Jon took them. Followed it up with a soft, “thank you.” And then followed _that_ up with, “You could have woken me.”

“Nah, it’s fine. I’ve had worse.” Still, Jon thought the both of them winced as Martin stretched, and the vertebrae in his spine cracked. “Uhh, well, I _have_ had worse…”

“Right.” He braced a hand against the couch. “We’re late for work. _You’re_ late for work,” he amended, sensing the man about to protest. “If I can’t go in again, we need the three of you at least.”

Martin was _looking_ at him. Oddly, really, but Jon had the feeling he was being _analyzed._ Hell, he probably was.

And then, the proof: Martin laughed, raising a hand to rub at his eyes. “Guess you’re feeling better, then.” He dropped his hands back into his lap. “I’ll go. Can I stop by tonight, though…? Just to– to check on you.”

“Are you going to show up even if I say ‘no?’” It was a joke, in its own way, as well.

Martin smiled. At least he had the proper mind to _look_ sheepish. “Maybe?” It was phrased like a question. They both knew the answer.

Jon sighed, but… acquiesced, with a shrug. That was dangerous. But he almost… _wanted_ Martin to come back, just for now. “As you will, then.” He didn’t move from the couch when Martin did, just watched the man stretch and frown and duck off to the loo before grabbing his coat. It was only when Martin had his hand on the door that Jon moved, shifted off the couch in preparation to lock up after Martin had gone.
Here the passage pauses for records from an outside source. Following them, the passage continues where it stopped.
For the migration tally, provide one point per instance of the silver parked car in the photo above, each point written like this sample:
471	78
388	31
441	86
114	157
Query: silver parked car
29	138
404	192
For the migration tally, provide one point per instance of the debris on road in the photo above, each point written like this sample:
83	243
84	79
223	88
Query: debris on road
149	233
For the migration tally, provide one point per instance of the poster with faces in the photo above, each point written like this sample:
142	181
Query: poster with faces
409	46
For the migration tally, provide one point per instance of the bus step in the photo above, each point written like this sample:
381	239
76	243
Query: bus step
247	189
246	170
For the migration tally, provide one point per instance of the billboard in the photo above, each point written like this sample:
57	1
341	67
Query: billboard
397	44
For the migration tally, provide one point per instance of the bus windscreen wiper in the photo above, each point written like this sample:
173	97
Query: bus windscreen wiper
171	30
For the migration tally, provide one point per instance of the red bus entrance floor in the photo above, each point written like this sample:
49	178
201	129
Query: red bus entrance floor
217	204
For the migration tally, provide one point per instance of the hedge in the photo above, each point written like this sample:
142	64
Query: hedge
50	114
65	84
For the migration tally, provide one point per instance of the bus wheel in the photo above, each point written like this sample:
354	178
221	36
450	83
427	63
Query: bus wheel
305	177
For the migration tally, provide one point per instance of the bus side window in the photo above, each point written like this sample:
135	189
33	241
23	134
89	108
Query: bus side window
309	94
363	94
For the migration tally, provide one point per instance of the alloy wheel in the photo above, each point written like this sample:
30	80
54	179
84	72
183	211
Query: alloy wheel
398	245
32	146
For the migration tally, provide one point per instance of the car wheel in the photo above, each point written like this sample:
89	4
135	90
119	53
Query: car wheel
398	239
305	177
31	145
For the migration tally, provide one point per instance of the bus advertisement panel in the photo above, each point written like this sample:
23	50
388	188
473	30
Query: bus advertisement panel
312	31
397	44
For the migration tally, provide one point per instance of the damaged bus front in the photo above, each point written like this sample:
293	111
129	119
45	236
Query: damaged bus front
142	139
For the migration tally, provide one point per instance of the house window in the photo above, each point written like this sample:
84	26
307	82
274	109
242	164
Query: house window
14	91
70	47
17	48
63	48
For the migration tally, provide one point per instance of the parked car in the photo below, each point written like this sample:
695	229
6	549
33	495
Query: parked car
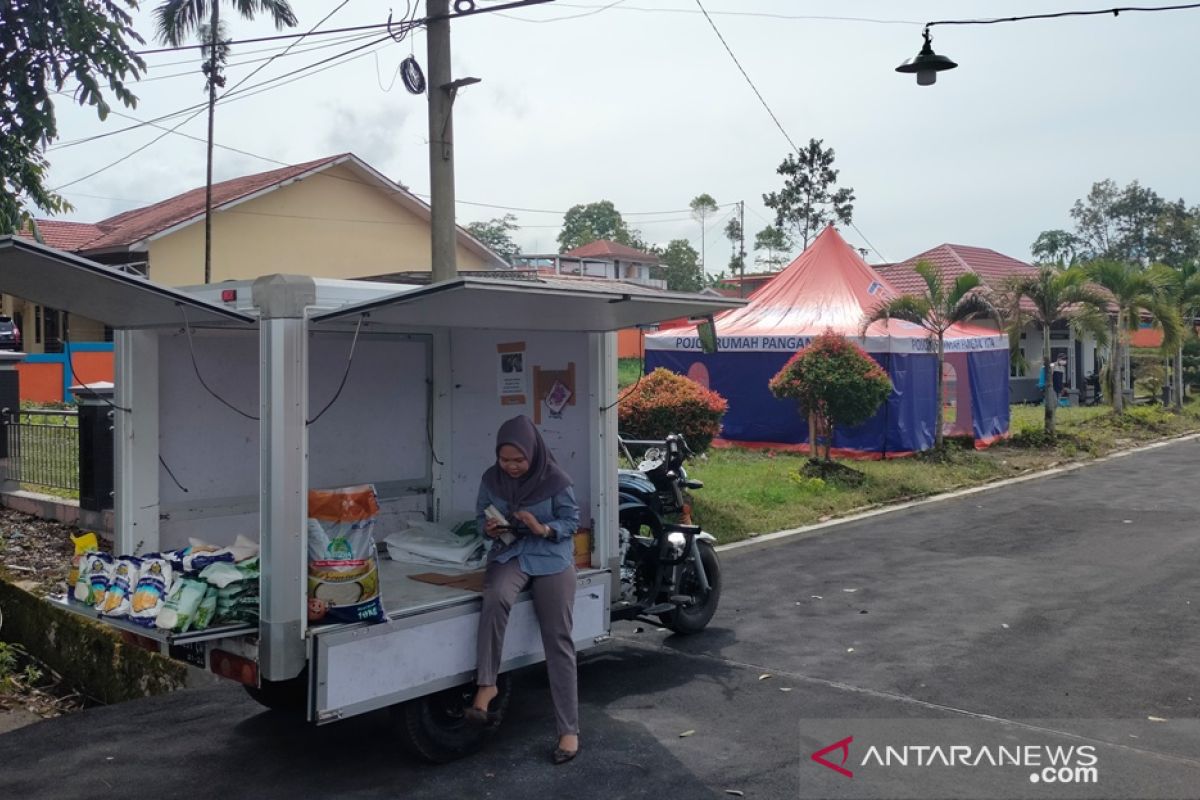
10	335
Until then… “Thank you, Martin.” That particular bit of gratitude wasn’t for being mindful of his glasses, but for tea, for a blanket, for that damnable stubborn attitude. The sincerity was a bit awkward on his tongue, still tasting of morning cotton and the faint taste of tea from the night before.

Martin blinked, looking at him again. He looked… surprised. That was fair. But then he grinned, goofy, still bleary, with his hair tousled, likely sleep-deprived. “Yeah, anytime. Not that I hope you get sick again anytime, soon, I mean, or well, _anytime._ But yeah.” He stood there for a moment longer, and then shoved his hands in his pockets. “Right. Call if you want me to bring anything tonight.”
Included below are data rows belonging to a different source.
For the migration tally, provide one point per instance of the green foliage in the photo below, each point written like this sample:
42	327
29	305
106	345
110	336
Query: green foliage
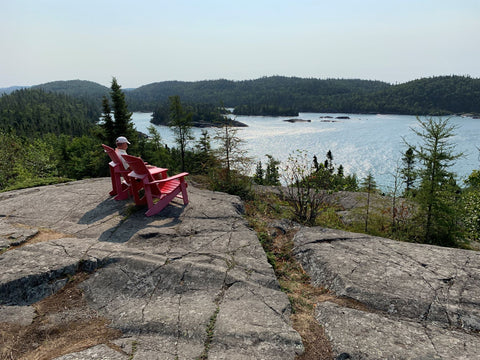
326	178
408	172
471	211
181	123
33	112
302	191
437	194
203	115
428	96
271	175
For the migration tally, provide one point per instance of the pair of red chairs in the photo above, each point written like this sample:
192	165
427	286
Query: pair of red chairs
147	184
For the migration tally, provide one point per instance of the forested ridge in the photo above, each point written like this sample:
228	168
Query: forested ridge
441	95
278	95
31	112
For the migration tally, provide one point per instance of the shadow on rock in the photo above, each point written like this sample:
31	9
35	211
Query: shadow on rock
103	210
136	221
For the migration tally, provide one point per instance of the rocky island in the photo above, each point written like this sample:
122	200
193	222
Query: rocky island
83	276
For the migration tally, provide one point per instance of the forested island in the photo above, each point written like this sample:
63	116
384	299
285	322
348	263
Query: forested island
287	96
53	133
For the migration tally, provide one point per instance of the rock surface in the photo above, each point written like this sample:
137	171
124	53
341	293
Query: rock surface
410	301
190	281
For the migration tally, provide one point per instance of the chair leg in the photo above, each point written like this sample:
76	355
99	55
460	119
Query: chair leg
162	203
114	185
183	186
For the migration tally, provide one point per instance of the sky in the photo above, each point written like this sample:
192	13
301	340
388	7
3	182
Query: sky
145	41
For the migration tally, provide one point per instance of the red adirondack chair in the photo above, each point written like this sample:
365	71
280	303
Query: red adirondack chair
165	190
118	175
121	186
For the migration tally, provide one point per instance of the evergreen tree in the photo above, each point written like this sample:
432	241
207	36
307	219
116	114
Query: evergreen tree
108	125
204	155
369	185
272	175
408	173
259	174
123	118
437	192
181	124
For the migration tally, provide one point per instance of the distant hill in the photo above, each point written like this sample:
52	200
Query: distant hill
89	91
277	91
9	90
428	96
440	95
29	112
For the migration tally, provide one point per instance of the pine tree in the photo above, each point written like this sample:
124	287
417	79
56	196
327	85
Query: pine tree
272	175
108	125
437	192
123	118
408	173
370	186
181	123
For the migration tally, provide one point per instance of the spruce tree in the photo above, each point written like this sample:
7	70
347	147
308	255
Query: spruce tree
108	125
408	171
123	118
437	195
181	124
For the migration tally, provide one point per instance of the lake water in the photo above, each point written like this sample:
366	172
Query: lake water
362	144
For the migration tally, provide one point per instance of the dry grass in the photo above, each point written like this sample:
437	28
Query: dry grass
63	324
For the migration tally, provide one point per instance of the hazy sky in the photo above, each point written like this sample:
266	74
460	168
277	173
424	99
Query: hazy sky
145	41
Jon nodded, giving his word. Then Martin was on his way, pulling out his phone after he’d waved over his shoulder to Jon.

Jon shivered from the winter air, and closed the door.

A pot of tea, then. It sounded like a balm for his soul now. And perhaps, when Martin stopped by, Jon would– only by accident, of _course–_ make enough for the two of them. A display of gratitude. He had never been good with those kinds of words.

Still wrapped in his blanket, he started for the kitchen.

**Author's Note:**

> at least s1 was set during 2016 so Jon wasn't _that_ far behind in GoT ~~honestly I just pulled up tv guide uk to see what's on british tv at 12-2, saw got and thought _guilty pleasure_~~ anyway I love a sick and moody Jon being more sick and moody but also _needy_ but being even more uncertain ~~moody~~ because he's not USED to feeling that way, and especially not with Martin
> 
> hello who wants 7k of sickfic set in s1?